Не переставая восхищаться своим хозяином, Планше увидел, как тот с величайшим хладнокровием открыл боковую дверцу и стал спускаться по лестнице, ведущей в нечто похожее на пещеру. Оттуда тянуло холодом и запахом тленья.

В катакомбах под церковью св. Агнессы оказался всего лишь один христианин, зато человек серьезный.

Д'Артаньян и Планше сделали два‑три шага вперед. Возможности ошибиться не было. От этого человека на целое лье несло французским духом.

X. БЕСЕДЫ В ЕВАНГЕЛИЧЕСКОМ ДУХЕ

Приблизившись к незнакомцу, д'Артаньян приветствовал его поклоном. Тот ему ответил. Д'Артаньян повторил свой жест. Повторил и незнакомец.

– Сударь, может, он немой, – пробормотал Планше, приподнимая свечу.
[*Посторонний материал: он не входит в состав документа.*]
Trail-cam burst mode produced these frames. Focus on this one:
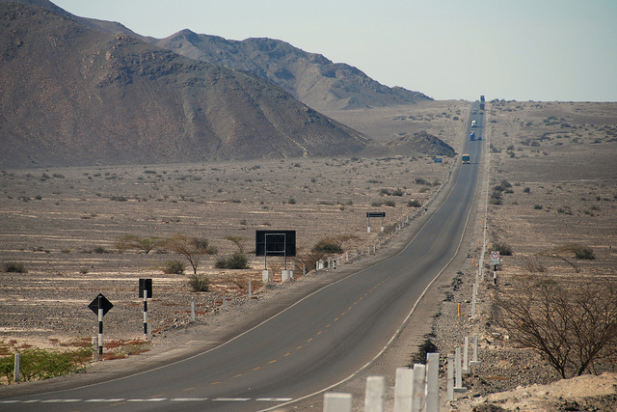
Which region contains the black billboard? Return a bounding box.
[255,230,296,256]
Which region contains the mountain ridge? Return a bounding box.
[0,2,369,167]
[148,29,432,111]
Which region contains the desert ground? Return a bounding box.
[0,101,617,411]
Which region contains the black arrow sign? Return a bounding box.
[88,293,114,316]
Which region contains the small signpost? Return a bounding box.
[88,293,114,359]
[491,250,499,265]
[139,279,152,340]
[255,230,296,282]
[491,250,499,286]
[366,212,386,233]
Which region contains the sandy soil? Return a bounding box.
[0,102,617,411]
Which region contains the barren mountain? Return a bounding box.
[0,2,368,167]
[150,30,431,111]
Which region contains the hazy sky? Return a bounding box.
[52,0,617,101]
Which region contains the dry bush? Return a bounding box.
[525,256,546,273]
[495,276,617,378]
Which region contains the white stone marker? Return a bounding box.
[446,353,454,401]
[463,336,471,375]
[426,352,439,412]
[394,368,413,412]
[469,333,482,366]
[324,392,351,412]
[411,363,426,412]
[364,376,386,412]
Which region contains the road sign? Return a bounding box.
[139,279,152,298]
[491,250,499,265]
[88,293,114,316]
[255,230,296,257]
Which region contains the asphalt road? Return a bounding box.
[0,104,483,412]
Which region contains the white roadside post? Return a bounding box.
[425,352,439,412]
[469,333,482,366]
[454,346,467,393]
[13,353,21,383]
[324,392,351,412]
[394,368,413,412]
[446,353,454,401]
[411,363,426,412]
[364,376,386,412]
[463,336,470,375]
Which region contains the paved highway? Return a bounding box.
[0,104,483,412]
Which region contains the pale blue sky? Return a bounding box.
[52,0,617,101]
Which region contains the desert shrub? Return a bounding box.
[407,199,422,207]
[162,260,185,275]
[187,275,210,292]
[214,253,249,269]
[0,347,92,381]
[574,246,596,260]
[493,278,617,378]
[491,242,512,256]
[311,238,343,253]
[92,246,107,254]
[4,262,28,273]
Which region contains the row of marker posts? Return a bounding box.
[323,334,481,412]
[323,353,439,412]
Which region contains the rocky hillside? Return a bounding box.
[0,2,368,167]
[151,30,431,111]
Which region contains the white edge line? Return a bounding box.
[259,130,478,412]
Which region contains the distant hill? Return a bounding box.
[149,30,432,111]
[0,0,369,167]
[363,131,456,157]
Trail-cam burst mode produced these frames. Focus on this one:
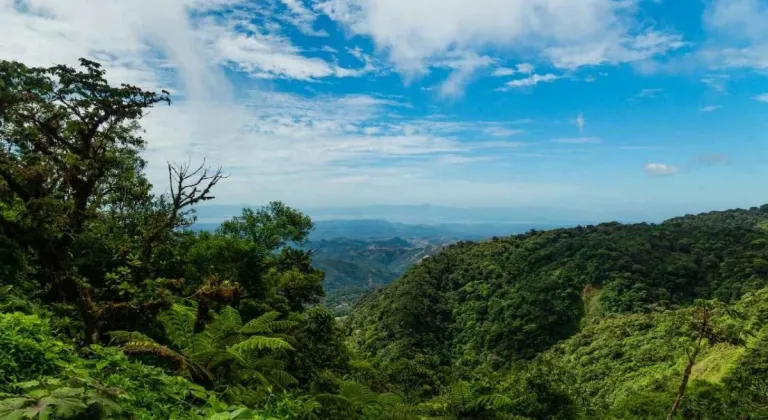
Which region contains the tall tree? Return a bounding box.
[0,59,222,343]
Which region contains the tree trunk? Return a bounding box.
[667,345,701,420]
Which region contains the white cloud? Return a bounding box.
[552,137,603,144]
[199,15,373,81]
[0,0,216,96]
[491,63,536,77]
[573,114,586,134]
[619,146,662,151]
[629,89,664,101]
[483,127,525,137]
[502,73,560,90]
[699,0,768,70]
[318,0,682,75]
[280,0,328,36]
[645,163,680,176]
[701,74,731,93]
[440,54,494,97]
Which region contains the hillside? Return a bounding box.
[306,238,443,316]
[346,206,768,376]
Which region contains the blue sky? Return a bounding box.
[0,0,768,217]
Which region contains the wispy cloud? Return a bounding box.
[619,146,664,151]
[693,153,731,166]
[552,137,603,144]
[501,73,560,90]
[627,89,664,101]
[701,74,731,93]
[573,114,586,134]
[483,127,525,137]
[645,163,680,176]
[491,63,535,77]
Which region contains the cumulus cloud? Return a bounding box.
[699,0,768,70]
[645,163,680,176]
[318,0,682,75]
[491,63,536,77]
[501,73,560,90]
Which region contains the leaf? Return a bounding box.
[240,312,280,334]
[230,336,293,354]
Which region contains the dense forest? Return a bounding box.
[0,60,768,420]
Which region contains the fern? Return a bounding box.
[111,304,298,396]
[240,312,280,334]
[158,303,196,348]
[0,381,121,420]
[230,335,293,354]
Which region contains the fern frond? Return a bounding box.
[120,341,187,370]
[240,311,280,334]
[244,354,285,370]
[107,331,155,344]
[158,304,196,348]
[262,369,299,388]
[206,306,243,341]
[446,381,473,407]
[477,394,515,410]
[376,392,403,407]
[230,335,293,354]
[270,334,299,347]
[339,382,378,406]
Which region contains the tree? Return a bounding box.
[110,304,296,400]
[0,59,223,343]
[667,300,744,420]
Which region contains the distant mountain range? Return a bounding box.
[193,219,572,242]
[194,219,563,315]
[190,203,746,226]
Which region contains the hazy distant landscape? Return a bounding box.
[0,0,768,420]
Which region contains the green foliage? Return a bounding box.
[110,304,296,400]
[7,56,768,420]
[345,207,768,388]
[0,312,67,391]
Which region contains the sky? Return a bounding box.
[0,0,768,217]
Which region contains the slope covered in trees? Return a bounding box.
[346,206,768,392]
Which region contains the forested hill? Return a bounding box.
[346,206,768,376]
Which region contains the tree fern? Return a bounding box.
[111,304,297,394]
[230,335,293,354]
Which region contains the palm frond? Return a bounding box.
[240,311,280,334]
[230,335,293,354]
[206,306,243,341]
[107,331,155,344]
[339,382,378,406]
[158,303,196,348]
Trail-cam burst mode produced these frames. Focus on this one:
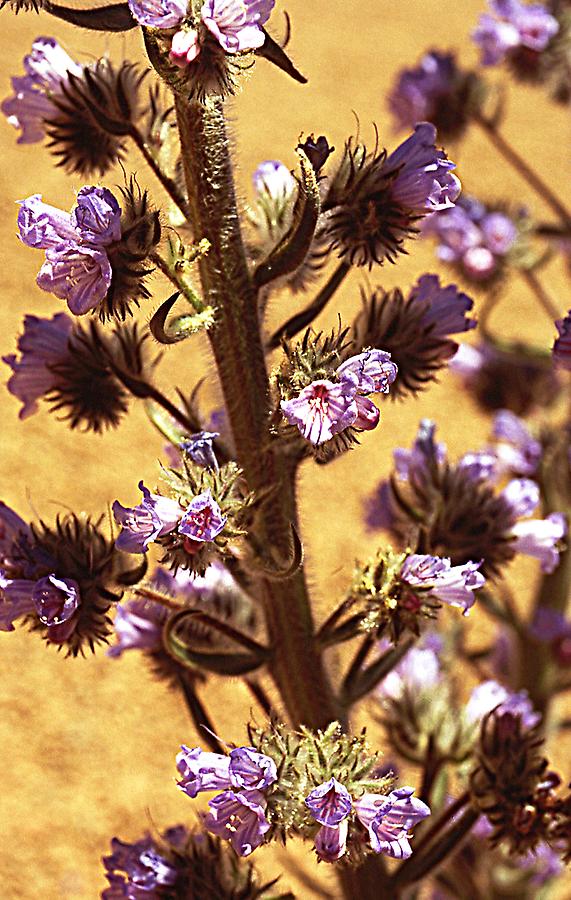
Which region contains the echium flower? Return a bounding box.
[177,723,430,863]
[277,333,397,448]
[134,0,275,100]
[18,183,160,319]
[113,460,252,574]
[322,122,460,268]
[450,342,561,416]
[422,196,527,284]
[388,50,484,139]
[101,825,275,900]
[352,275,477,400]
[2,313,154,432]
[0,503,144,656]
[472,0,559,72]
[1,37,144,175]
[370,423,567,576]
[347,549,485,643]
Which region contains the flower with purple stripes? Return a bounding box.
[355,787,430,859]
[304,778,353,826]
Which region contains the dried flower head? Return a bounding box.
[322,122,460,268]
[352,275,476,400]
[3,313,152,432]
[0,505,146,656]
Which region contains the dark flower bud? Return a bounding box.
[351,275,476,400]
[297,134,335,175]
[0,504,146,656]
[4,313,152,433]
[45,58,146,175]
[98,177,161,321]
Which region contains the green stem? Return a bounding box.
[476,116,571,228]
[176,96,339,728]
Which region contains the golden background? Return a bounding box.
[0,0,571,900]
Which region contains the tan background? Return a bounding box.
[0,0,571,900]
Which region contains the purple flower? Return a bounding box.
[204,791,270,856]
[336,350,398,394]
[129,0,188,28]
[464,680,541,728]
[355,787,430,859]
[107,600,168,659]
[2,313,72,419]
[112,481,183,553]
[400,553,486,614]
[553,309,571,371]
[410,275,477,337]
[385,122,460,216]
[178,488,226,542]
[511,513,568,574]
[101,825,184,900]
[472,0,559,66]
[36,241,113,316]
[176,744,234,798]
[388,50,458,128]
[304,778,353,826]
[315,819,349,862]
[493,409,542,475]
[18,194,77,250]
[230,747,278,791]
[200,0,275,53]
[280,379,358,445]
[71,185,121,247]
[180,431,220,472]
[1,37,82,144]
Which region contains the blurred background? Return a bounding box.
[0,0,571,900]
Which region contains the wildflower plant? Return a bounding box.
[0,0,571,900]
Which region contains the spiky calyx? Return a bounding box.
[20,513,146,656]
[470,710,569,856]
[101,177,161,321]
[46,321,152,434]
[389,462,516,577]
[157,454,254,575]
[45,57,146,176]
[351,288,458,400]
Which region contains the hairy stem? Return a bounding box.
[172,96,338,728]
[476,116,571,228]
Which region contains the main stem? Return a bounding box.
[176,97,339,728]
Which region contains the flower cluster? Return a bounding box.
[388,50,483,139]
[0,503,143,656]
[1,37,144,175]
[113,458,252,573]
[18,186,160,319]
[3,313,151,432]
[101,825,274,900]
[473,0,559,66]
[322,122,460,268]
[177,724,430,863]
[423,196,526,284]
[352,275,477,399]
[369,423,567,575]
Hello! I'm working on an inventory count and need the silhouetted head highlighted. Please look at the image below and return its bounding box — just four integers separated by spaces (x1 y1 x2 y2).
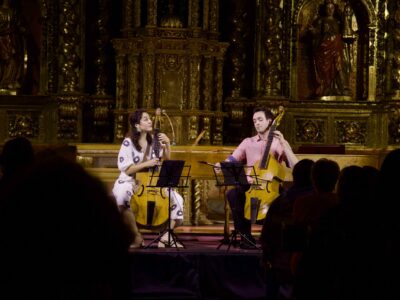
292 158 314 187
380 149 400 182
0 137 34 176
127 108 153 151
337 166 368 203
311 158 340 193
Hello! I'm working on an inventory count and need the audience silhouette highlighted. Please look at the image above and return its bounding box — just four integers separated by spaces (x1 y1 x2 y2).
294 166 383 300
0 151 131 299
0 137 34 188
260 159 314 300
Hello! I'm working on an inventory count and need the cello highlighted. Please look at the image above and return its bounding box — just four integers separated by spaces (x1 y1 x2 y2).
131 128 169 228
244 107 287 224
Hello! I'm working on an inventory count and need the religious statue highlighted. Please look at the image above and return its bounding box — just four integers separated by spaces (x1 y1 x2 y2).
309 0 349 98
0 0 23 94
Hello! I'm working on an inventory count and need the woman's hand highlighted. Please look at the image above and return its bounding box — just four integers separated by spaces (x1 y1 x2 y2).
158 133 171 148
145 158 161 168
274 130 289 149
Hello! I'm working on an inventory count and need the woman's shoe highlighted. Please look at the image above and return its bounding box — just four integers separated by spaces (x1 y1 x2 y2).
129 238 144 249
158 238 184 248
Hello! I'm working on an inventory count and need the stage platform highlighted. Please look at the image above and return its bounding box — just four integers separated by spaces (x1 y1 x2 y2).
130 225 265 299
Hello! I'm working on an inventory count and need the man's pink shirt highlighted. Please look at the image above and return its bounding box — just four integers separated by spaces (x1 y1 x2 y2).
232 134 286 166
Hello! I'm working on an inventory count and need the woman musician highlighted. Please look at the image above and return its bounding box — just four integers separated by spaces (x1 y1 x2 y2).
113 109 183 247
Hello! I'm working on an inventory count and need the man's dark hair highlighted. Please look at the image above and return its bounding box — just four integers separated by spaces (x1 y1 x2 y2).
311 158 340 192
253 107 274 120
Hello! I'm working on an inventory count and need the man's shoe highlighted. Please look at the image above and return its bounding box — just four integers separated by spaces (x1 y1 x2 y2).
239 234 258 249
239 242 259 250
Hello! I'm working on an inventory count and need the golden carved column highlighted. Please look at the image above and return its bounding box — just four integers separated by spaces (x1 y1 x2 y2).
390 1 400 100
188 116 199 142
146 0 157 32
114 52 127 143
264 0 282 96
215 55 226 112
133 0 141 29
143 41 156 108
189 0 200 38
121 0 134 37
203 116 211 145
209 0 219 38
83 0 114 143
60 0 81 93
192 180 202 225
228 1 248 98
189 49 201 110
203 0 210 31
56 0 83 141
203 56 213 110
128 53 140 110
212 56 226 145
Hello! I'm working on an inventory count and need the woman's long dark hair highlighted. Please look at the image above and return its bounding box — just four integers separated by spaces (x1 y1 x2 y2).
127 109 153 151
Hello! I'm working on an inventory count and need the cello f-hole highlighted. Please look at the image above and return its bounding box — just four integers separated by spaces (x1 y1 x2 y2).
160 188 166 199
137 184 144 197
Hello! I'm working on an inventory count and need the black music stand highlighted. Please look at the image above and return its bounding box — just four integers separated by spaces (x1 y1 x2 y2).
213 161 257 252
145 160 190 249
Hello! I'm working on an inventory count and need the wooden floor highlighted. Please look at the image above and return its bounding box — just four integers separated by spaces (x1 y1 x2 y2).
140 224 262 236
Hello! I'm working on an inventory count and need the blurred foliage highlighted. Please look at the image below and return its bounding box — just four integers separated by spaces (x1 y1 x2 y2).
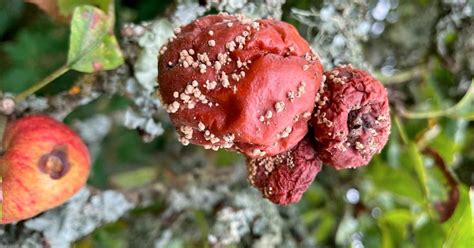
0 0 474 248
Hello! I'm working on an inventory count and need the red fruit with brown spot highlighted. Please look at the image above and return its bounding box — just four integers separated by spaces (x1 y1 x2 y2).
247 137 321 205
0 115 90 224
311 65 390 169
158 14 322 157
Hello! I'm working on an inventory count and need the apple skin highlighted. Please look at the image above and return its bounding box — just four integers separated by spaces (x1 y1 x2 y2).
0 115 91 224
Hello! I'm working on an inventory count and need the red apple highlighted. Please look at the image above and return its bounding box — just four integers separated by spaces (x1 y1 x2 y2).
0 115 90 224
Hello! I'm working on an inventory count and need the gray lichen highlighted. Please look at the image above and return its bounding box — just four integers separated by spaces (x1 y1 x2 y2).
0 188 134 247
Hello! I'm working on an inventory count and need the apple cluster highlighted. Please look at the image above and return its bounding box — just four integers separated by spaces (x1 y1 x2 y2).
157 13 390 205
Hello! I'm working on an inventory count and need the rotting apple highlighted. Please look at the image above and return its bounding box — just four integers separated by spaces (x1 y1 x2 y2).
0 115 90 224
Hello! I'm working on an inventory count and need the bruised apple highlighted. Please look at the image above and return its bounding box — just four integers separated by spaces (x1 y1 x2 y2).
0 115 90 224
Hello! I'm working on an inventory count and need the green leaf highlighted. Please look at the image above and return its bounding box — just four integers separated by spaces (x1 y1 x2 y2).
444 188 474 248
110 166 158 189
57 0 111 16
402 79 474 120
67 6 123 73
408 143 430 209
368 159 423 203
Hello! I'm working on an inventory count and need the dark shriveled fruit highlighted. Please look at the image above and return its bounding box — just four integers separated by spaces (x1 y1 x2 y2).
158 14 322 157
247 137 321 205
311 65 390 169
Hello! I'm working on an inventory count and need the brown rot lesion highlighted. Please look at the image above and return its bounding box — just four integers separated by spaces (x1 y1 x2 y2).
38 146 71 180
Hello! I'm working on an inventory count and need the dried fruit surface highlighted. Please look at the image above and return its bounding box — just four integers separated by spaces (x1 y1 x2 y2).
311 65 390 169
158 14 322 157
247 137 321 205
0 116 90 224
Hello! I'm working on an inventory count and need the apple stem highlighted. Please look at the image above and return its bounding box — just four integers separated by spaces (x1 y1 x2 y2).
0 114 8 155
15 65 70 103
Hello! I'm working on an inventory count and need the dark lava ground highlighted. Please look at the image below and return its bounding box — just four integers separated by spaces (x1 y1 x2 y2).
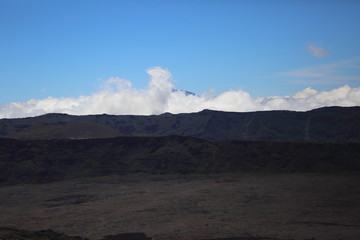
0 173 360 240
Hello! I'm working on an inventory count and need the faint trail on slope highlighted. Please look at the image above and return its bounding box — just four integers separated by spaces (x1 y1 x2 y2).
305 116 311 141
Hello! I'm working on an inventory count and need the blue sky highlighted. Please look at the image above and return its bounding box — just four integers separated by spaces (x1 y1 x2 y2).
0 0 360 117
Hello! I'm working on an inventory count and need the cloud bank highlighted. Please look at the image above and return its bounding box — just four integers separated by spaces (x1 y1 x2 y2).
0 67 360 118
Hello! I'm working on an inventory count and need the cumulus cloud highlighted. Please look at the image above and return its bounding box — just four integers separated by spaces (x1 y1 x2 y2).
0 67 360 118
307 42 329 58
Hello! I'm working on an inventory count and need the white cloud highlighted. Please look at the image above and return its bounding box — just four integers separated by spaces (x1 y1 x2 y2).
275 57 360 84
0 67 360 118
307 42 329 57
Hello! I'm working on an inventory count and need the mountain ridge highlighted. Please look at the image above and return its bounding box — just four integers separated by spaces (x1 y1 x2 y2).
0 107 360 142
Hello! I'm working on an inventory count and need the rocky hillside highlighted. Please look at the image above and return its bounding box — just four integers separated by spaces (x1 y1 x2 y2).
0 107 360 142
0 136 360 184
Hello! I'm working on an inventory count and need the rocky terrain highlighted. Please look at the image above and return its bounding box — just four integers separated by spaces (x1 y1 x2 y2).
0 173 360 240
0 107 360 142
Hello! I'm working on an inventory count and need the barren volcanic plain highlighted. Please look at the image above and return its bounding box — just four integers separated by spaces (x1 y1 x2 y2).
0 173 360 240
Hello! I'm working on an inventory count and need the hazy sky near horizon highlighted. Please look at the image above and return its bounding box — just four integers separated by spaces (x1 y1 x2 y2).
0 0 360 118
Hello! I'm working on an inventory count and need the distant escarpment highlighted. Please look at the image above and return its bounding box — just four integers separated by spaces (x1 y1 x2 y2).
0 107 360 142
0 136 360 184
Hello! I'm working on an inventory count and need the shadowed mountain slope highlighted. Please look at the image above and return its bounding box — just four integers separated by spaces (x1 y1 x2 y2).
0 107 360 142
0 136 360 184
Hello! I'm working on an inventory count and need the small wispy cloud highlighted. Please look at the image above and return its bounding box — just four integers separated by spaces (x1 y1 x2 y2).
0 64 360 118
276 58 360 84
307 42 329 58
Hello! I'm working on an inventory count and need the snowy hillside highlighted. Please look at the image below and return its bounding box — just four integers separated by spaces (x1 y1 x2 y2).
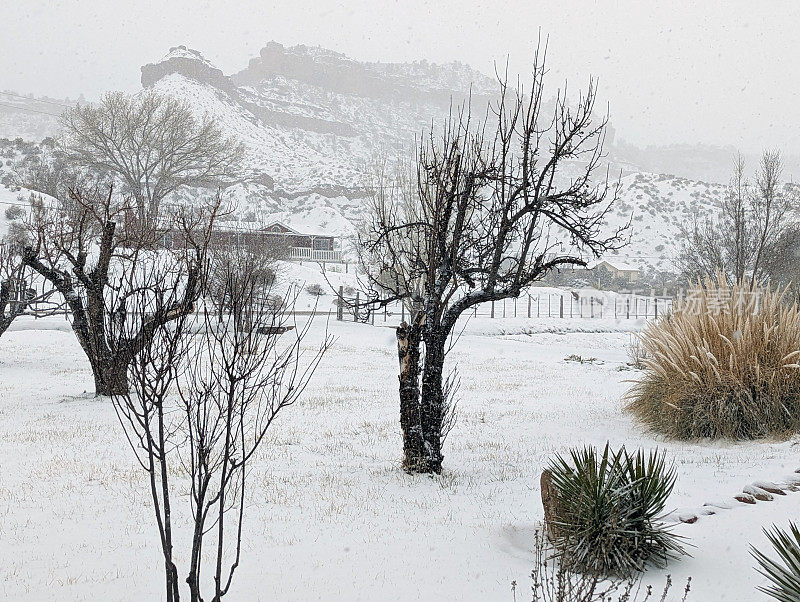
0 42 792 271
609 173 726 271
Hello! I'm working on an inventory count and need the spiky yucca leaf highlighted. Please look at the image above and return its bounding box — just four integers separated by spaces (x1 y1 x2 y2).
627 276 800 439
550 444 685 576
750 523 800 602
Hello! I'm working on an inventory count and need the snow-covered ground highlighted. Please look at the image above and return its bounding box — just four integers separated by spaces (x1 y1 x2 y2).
0 317 800 602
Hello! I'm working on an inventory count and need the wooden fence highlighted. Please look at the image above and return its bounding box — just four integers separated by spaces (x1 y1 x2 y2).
335 288 674 324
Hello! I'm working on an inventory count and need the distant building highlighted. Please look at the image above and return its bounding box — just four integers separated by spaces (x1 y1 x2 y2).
163 222 342 263
586 259 639 283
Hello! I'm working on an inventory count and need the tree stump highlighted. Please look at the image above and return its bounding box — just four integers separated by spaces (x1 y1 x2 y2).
540 468 561 541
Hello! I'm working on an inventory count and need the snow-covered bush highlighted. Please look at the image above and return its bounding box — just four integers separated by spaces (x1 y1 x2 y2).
548 444 685 576
628 276 800 439
751 523 800 602
306 282 325 297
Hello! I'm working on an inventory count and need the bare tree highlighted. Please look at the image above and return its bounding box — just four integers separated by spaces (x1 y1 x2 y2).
204 226 287 321
109 246 332 602
752 151 790 282
0 242 51 336
23 188 219 395
360 53 622 472
109 257 194 602
677 151 794 282
62 90 243 224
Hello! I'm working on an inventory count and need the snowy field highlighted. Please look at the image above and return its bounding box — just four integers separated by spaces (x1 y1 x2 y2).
0 318 800 602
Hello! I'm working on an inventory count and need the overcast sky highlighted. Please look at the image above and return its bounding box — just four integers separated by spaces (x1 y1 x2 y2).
0 0 800 154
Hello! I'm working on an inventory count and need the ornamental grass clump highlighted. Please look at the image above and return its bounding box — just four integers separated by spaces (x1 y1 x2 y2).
627 276 800 439
549 444 686 577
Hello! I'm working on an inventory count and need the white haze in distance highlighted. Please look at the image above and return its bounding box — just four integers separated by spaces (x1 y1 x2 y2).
0 0 800 154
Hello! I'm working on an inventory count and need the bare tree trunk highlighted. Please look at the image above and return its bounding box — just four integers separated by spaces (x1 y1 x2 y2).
419 330 447 474
90 352 130 397
396 312 425 472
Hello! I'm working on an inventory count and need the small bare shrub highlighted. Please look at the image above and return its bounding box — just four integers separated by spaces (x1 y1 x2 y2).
511 531 691 602
628 276 800 439
306 282 325 297
628 334 650 370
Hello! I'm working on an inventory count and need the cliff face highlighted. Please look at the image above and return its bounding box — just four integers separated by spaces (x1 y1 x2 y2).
232 42 494 105
142 42 496 199
142 46 237 95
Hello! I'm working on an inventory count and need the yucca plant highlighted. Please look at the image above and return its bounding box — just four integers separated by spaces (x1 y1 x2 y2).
627 276 800 439
750 523 800 602
549 444 685 576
Лучи озарили полнокровную физиономию с толстыми губами, с неподвижным горящим взглядом, с растопыренными и выступающими из‑под волос ушами. Незнакомец подпрыгнул на месте.

– Черт возьми, сударь, вот уже две недели, как я изображаю из себя глубоководную рыбу, ибо не имею права никому попасться на глаза и в то же время не должен быть никем услышан.

– Объяснимся, сударь. Вероятно, вам надлежит что‑то мне сказать?

– Сказать? Да, черт возьми, что‑то мне полагалось сказать, только я позабыл это в самое неподходящее время. Я обязан у вас выяснить, тот ли вы самый, кто намеревается сообщить мне тайну. Впрочем, кажется, вы тот самый…

Д'Артаньян остался невозмутим.

– Да вы сами знаете…

– Я?

– Кажется, надо пролить свет на это дело.

– Свет?

– Там это было. Свет или блеск или еще что‑то в таком роде.

– А точнее?

– Какое‑то заковыристое выражение, где вопрос… В общем пароль…

– Пароль?..

– Тысяча дьяволов! Вы это знаете не хуже меня.

– Вы полагаете?

– Ну да… Вот чертовщина… Там было что‑то насчет дьявола и насчет ада… Не уходите!

– Я здесь.

– Дьявол не потерял своей преисподней, а преисподня – своей славы… Погодите, я еще вспомню. Я чувствую, вы тот самый человек… Мы встречались с вами последний год в Фонтенбло. Вы господин…

– Д'Артаньян. К вашим услугам.

– А я Клод‑Гонзаг Пелиссон де Пелиссар. Но давайте выйдем отсюда! Клянусь чалмой доброго самаритянина, я еще вспомню эту фразу! Дьявол сожрал всю свою преисполню и… На меня, знаете, нашло затмение. Чуть отдохну – и вспомню. Есть у вас надежное место? Здесь меня все знают.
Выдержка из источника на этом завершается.